The first small, intact planetary body orbiting a white dwarf has been discovered, scientists report. The new findings, published in the April 4 issue of Science, shed light on the twilight years of planetary systems and could help other researchers identify similar objects around other white dwarfs, which are the leftover remnants of a long-dead star.
To date, scientists have identified about 3,000 stars that host one or more planets. Most of these stars are main sequence stars similar to the Sun, meaning they have a lifespan ranging from tens of millions of years to over 100 billion years, depending on their mass.
When main sequence stars run out of fuel, they undergo an event known as a planetary nebula and transition into smaller white dwarfs, which are the remnants of the star's core. Following this transition period, the white dwarf greatly expands and then sheds material, shattering any planets that are close by, according to a related Perspective by Luca Fossati, a researcher at the Austrian Academy of Sciences in Graz, Austria.
Some astronomers suspect that white dwarfs could still harbour planets or planetary remnants that survived the expansion period. For example, a previous study indicated that some white dwarfs show signatures of debris around them, probably from planets that were destroyed after the transition period.
However, gathering evidence of intact planets around these stellar remnants has proved more challenging. Traditional methods to detect planets, which examine disturbances in the star's orbit or light signatures caused by an orbiting body, are difficult to apply to white dwarfs because they are much dimmer than main sequence stars, Fossati notes.
Taking a different approach, Christopher Manser, a postdoctoral researcher at the University of Warwick in the United Kingdom and colleagues turned to spectroscopy — a scientific technique that examines the interaction between matter and light — to study the properties of the gas in a disc of debris surrounding a white dwarf named SDSS 122859.93+104032.9.
The scientists first used the massive, 10.4-meter, or 34-foot, Gran Telescopio Canarias in the Canary Islands to observe light coming from the debris disc of the white dwarf in the spring of 2017 and 2018. This light changed in colour as it orbited the white dwarf, similar to how the sound of a car changes in pitch as it passes an individual, Manser explained.
By studying the light signatures they gathered every few minutes, the researchers could then determine how much of each colour they detected was being emitted by the gas, allowing them to search for any peculiarities or variations in the debris disc.
The analysis revealed that there was an extra stream of gas orbiting the white dwarf approximately every two hours, according to Manser.
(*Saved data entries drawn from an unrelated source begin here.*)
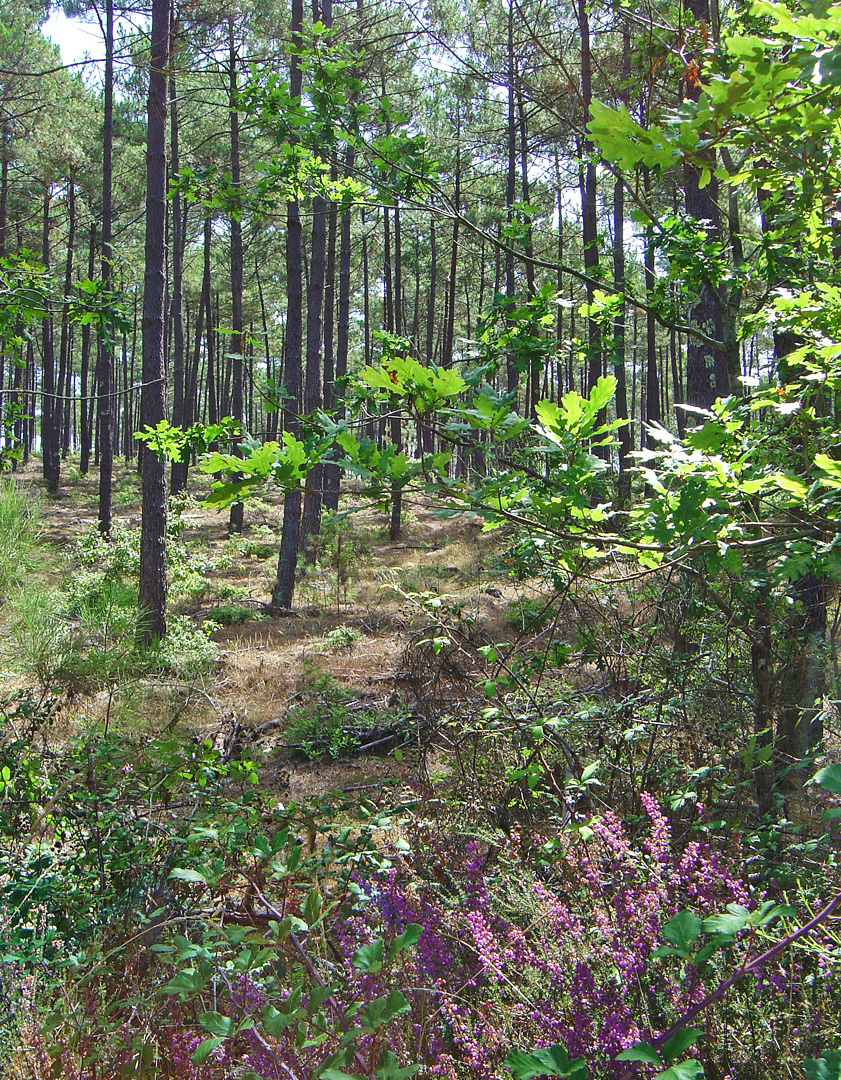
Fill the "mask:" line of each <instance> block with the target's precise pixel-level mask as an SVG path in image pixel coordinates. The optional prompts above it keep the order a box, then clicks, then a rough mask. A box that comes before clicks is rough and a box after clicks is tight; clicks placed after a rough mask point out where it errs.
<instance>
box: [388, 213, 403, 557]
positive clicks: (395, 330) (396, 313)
mask: <svg viewBox="0 0 841 1080" xmlns="http://www.w3.org/2000/svg"><path fill="white" fill-rule="evenodd" d="M394 333H395V334H396V335H397V337H402V336H403V244H402V241H401V207H399V203H395V206H394ZM391 441H392V443H393V444H394V446H396V448H397V450H398V451H399V450H402V449H403V418H402V416H401V413H399V409H398V408H394V409H393V410H392V418H391ZM402 515H403V488H402V487H401V486H399V485H398V484H396V483H395V484H392V489H391V519H390V522H389V538H390V539H391V541H392V543H394V542H395V541H396V540H398V539H399V536H401V517H402Z"/></svg>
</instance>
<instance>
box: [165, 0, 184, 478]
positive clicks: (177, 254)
mask: <svg viewBox="0 0 841 1080" xmlns="http://www.w3.org/2000/svg"><path fill="white" fill-rule="evenodd" d="M169 17H171V21H172V39H173V40H172V46H171V53H172V54H174V53H175V51H176V50H177V48H178V44H177V41H176V37H177V33H178V24H177V21H176V17H175V6H174V5H173V8H172V9H171V14H169ZM178 134H179V132H178V98H177V94H176V83H175V75H174V72H173V71H172V70H171V71H169V172H171V174H172V178H173V180H174V181H175V183H176V184H177V181H178V174H179V172H180V157H179V148H178ZM185 226H186V216H185V217H182V216H181V194H180V192H179V191H178V190H177V188H176V190H175V193H174V194H173V295H172V303H171V309H169V318H171V320H172V324H173V424H174V426H175V427H176V428H181V427H184V424H185V407H184V393H185V374H184V367H185V360H184V356H185V350H184V248H185V237H184V233H185V231H186V230H185ZM186 481H187V471H186V470H185V469H182V468H181V462H180V461H173V463H172V467H171V470H169V491H171V494H172V495H178V492H179V491H180V490H181V489H182V488H184V485H185V483H186Z"/></svg>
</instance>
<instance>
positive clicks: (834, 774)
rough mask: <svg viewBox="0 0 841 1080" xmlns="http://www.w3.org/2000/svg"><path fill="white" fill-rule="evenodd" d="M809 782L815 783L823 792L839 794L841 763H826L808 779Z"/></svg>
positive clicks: (833, 793)
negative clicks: (808, 780) (835, 764)
mask: <svg viewBox="0 0 841 1080" xmlns="http://www.w3.org/2000/svg"><path fill="white" fill-rule="evenodd" d="M809 782H810V784H817V786H818V787H823V788H824V791H825V792H830V793H831V794H832V795H841V765H827V766H826V767H825V768H824V769H820V771H819V772H816V773H815V774H814V777H812V779H811V780H810V781H809Z"/></svg>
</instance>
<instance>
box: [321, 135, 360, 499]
mask: <svg viewBox="0 0 841 1080" xmlns="http://www.w3.org/2000/svg"><path fill="white" fill-rule="evenodd" d="M354 161H355V150H354V148H353V146H349V147H348V150H347V156H345V166H344V171H345V173H347V174H348V175H350V174H351V173H352V171H353V166H354ZM338 314H339V318H338V325H337V340H336V387H337V388H340V389H338V390H337V389H335V390H334V391H333V400H331V404H333V407H334V413H335V416H336V419H337V420H341V419H344V401H343V399H344V379H345V377H347V375H348V350H349V343H350V325H351V212H350V210H345V211H344V213H343V214H342V216H341V222H340V226H339V313H338ZM338 393H341V397H339V396H338ZM340 478H341V473H340V470H339V467H338V464H330V465H328V467H327V470H326V477H325V488H326V489H325V496H324V505H325V507H326V509H327V510H329V511H331V512H334V513H335V512H336V511H337V510H338V509H339V484H340Z"/></svg>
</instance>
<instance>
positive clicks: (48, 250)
mask: <svg viewBox="0 0 841 1080" xmlns="http://www.w3.org/2000/svg"><path fill="white" fill-rule="evenodd" d="M51 198H52V193H51V187H50V184H49V183H45V184H44V204H43V206H44V208H43V230H42V240H41V260H42V261H43V265H44V268H45V269H46V270H49V269H50V203H51ZM41 352H42V356H41V362H42V364H43V379H42V382H41V460H42V468H43V475H44V480H45V481H46V489H48V491H49V492H50V494H51V495H57V494H58V478H59V469H60V465H59V460H58V430H59V423H60V416H62V410H60V408H59V407H58V400H57V397H56V393H55V354H54V352H53V320H52V316H50V318H48V319H43V320H42V321H41Z"/></svg>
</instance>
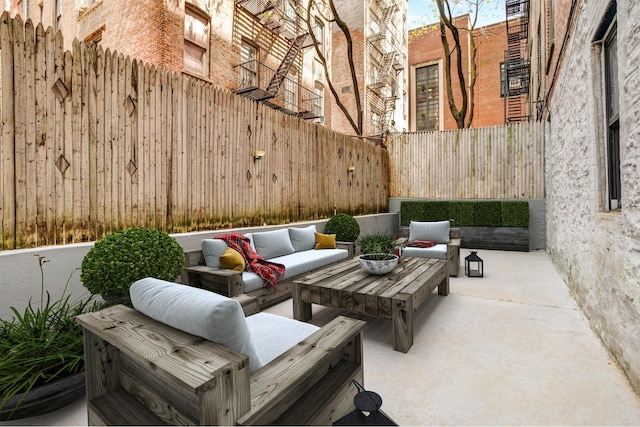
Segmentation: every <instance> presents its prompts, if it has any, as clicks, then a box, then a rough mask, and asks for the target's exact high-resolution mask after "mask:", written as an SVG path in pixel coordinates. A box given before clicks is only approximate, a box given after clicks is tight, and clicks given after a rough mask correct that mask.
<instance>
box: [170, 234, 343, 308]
mask: <svg viewBox="0 0 640 427" xmlns="http://www.w3.org/2000/svg"><path fill="white" fill-rule="evenodd" d="M336 246H337V247H338V248H339V249H346V250H348V251H349V258H353V256H354V253H355V244H354V243H353V242H336ZM184 265H185V268H184V272H183V274H182V277H181V283H184V284H187V285H190V286H194V287H197V288H202V289H206V290H209V291H212V292H216V293H218V294H221V295H225V296H228V297H237V296H240V295H245V296H246V298H248V299H247V300H245V303H243V308H245V314H246V315H247V316H249V315H251V314H253V313H256V312H257V311H258V310H261V309H263V308H266V307H269V306H272V305H274V304H277V303H279V302H281V301H284V300H287V299H289V298H291V291H292V282H293V280H295V279H296V278H295V277H293V278H291V279H288V280H283V281H280V282H278V289H277V291H276V292H274V291H272V290H270V289H267V288H261V289H256V290H254V291H250V292H247V293H246V294H245V292H244V289H243V285H242V273H241V272H238V271H233V270H226V269H222V268H214V267H209V266H207V265H205V262H204V256H203V255H202V251H201V250H194V251H188V252H185V264H184ZM309 273H311V271H309V272H307V273H305V274H309ZM251 299H253V300H254V301H253V302H251V301H250V300H251ZM249 306H250V307H255V308H256V311H249V310H248V307H249Z"/></svg>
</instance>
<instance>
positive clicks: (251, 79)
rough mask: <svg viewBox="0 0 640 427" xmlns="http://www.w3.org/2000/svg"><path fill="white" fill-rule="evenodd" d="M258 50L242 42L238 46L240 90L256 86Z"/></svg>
mask: <svg viewBox="0 0 640 427" xmlns="http://www.w3.org/2000/svg"><path fill="white" fill-rule="evenodd" d="M257 59H258V49H256V48H255V47H254V46H252V45H250V44H248V43H246V42H242V44H241V45H240V89H245V88H248V87H254V86H257V83H256V82H257V81H258V63H257Z"/></svg>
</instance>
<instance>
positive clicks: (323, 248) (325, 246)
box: [315, 231, 336, 249]
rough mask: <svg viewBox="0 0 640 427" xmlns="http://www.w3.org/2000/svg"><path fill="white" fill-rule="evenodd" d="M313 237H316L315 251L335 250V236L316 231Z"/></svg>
mask: <svg viewBox="0 0 640 427" xmlns="http://www.w3.org/2000/svg"><path fill="white" fill-rule="evenodd" d="M315 235H316V249H335V248H336V235H335V234H322V233H318V232H317V231H316V232H315Z"/></svg>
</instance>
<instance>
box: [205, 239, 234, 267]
mask: <svg viewBox="0 0 640 427" xmlns="http://www.w3.org/2000/svg"><path fill="white" fill-rule="evenodd" d="M200 246H202V255H203V256H204V262H205V264H206V265H208V266H209V267H215V268H221V267H220V257H221V256H222V255H223V254H224V251H226V250H227V247H228V246H227V242H225V241H224V240H222V239H202V242H200Z"/></svg>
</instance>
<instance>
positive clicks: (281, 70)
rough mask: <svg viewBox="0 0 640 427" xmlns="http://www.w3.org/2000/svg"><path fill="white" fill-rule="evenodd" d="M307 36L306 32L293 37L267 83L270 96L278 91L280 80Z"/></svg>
mask: <svg viewBox="0 0 640 427" xmlns="http://www.w3.org/2000/svg"><path fill="white" fill-rule="evenodd" d="M306 38H307V34H301V35H299V36H298V37H296V38H295V40H294V41H293V43H291V46H290V47H289V50H288V51H287V53H286V55H285V56H284V58H283V59H282V62H281V63H280V66H278V69H277V70H276V72H275V74H274V75H273V77H272V78H271V81H270V82H269V85H268V86H267V94H268V95H270V97H271V98H273V97H274V96H276V94H277V93H278V91H279V90H280V86H282V82H283V81H284V79H285V78H286V77H287V74H288V73H289V70H290V69H291V64H293V61H295V59H296V57H297V56H298V54H299V53H300V51H301V50H302V45H303V43H304V40H305V39H306Z"/></svg>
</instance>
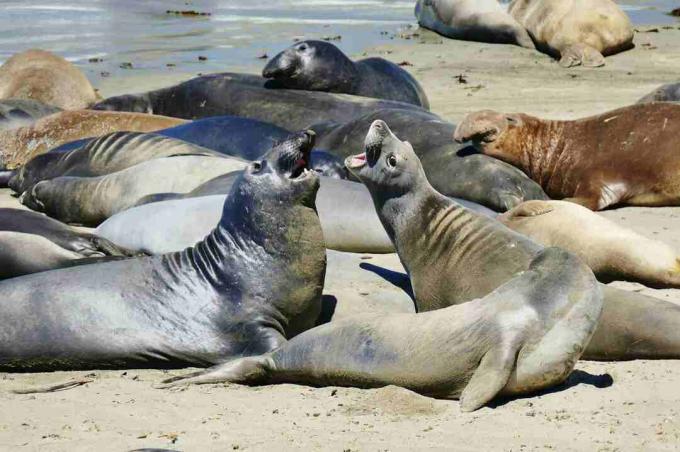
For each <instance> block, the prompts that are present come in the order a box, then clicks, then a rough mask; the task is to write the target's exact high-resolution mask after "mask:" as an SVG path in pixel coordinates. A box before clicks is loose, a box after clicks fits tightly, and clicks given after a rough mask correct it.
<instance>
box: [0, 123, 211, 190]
mask: <svg viewBox="0 0 680 452" xmlns="http://www.w3.org/2000/svg"><path fill="white" fill-rule="evenodd" d="M179 155H201V156H211V157H220V156H221V154H220V153H219V152H215V151H211V150H210V149H206V148H203V147H200V146H196V145H193V144H190V143H187V142H185V141H182V140H176V139H174V138H167V137H163V136H159V135H155V134H151V133H139V132H114V133H112V134H108V135H104V136H102V137H100V138H96V139H94V140H92V141H90V142H88V143H87V144H85V145H84V146H83V147H81V148H77V149H74V150H73V151H70V152H63V153H62V152H54V153H53V152H48V153H46V154H41V155H38V156H36V157H34V158H33V159H31V160H30V161H29V162H27V163H26V164H25V165H23V166H22V167H21V168H19V169H18V170H17V171H16V172H15V175H14V176H13V177H12V178H11V179H10V180H9V183H8V185H9V187H10V188H11V189H12V190H14V191H15V192H17V193H23V192H24V190H26V189H27V188H29V187H31V186H32V185H35V184H36V183H38V182H40V181H41V180H48V179H53V178H55V177H60V176H77V177H93V176H103V175H106V174H111V173H115V172H117V171H122V170H124V169H127V168H130V167H132V166H135V165H137V164H139V163H143V162H146V161H149V160H153V159H157V158H162V157H176V156H179Z"/></svg>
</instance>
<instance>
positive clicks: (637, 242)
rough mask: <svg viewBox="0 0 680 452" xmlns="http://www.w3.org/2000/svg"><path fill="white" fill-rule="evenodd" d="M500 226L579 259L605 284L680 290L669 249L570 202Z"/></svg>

After considering several possibilities, such as a lower-mass companion star, the scientists concluded the periodic variation must be caused by a small planetary body — called a planetesimal — orbiting within the disc.
They also calculated that the planetesimal, which orbits very close to the white dwarf, must be unusually dense and no larger than 600 kilometres, or 372 miles, in diameter to avoid being ripped apart by the star's strong gravitational forces.
One intriguing question the authors considered was where this planetesimal originated. Based on the object's high density, they speculate that the planetesimal may be the remnant core of a planet whose outer layers were stripped away by the star's tidal forces.
The scientists were also surprised by the two-hour orbital period of the planetesimal, Manser said. The group had previously assumed that anybody that entered a certain radius surrounding a white dwarf star would be torn apart. However, the planetesimal orbits well within this radius, indicating that large fragments of planets can survive in these harsh astronomical conditions.
"Our discovery is the first spectroscopic detection of a planetesimal around a white dwarf," said Manser. "This body is orbiting closer than was previously thought possible, and opens new and exciting questions for how these bodies are delivered from the planetary system to the white dwarf."
Manser and colleagues theorize that some properties of the gas disc could be fueled by the planetesimal, and plan on further examining whether these signals are present in other white dwarfs known to host gaseous debris discs.
The research team also said that their study's spectroscopy methods could help search for other planetesimals orbiting white dwarfs that cannot be detected with traditional planet-hunting techniques. Fossati believes that the extremely large telescope used by the scientists will likely be the ideal platform for identifying similar planetesimals in the near future.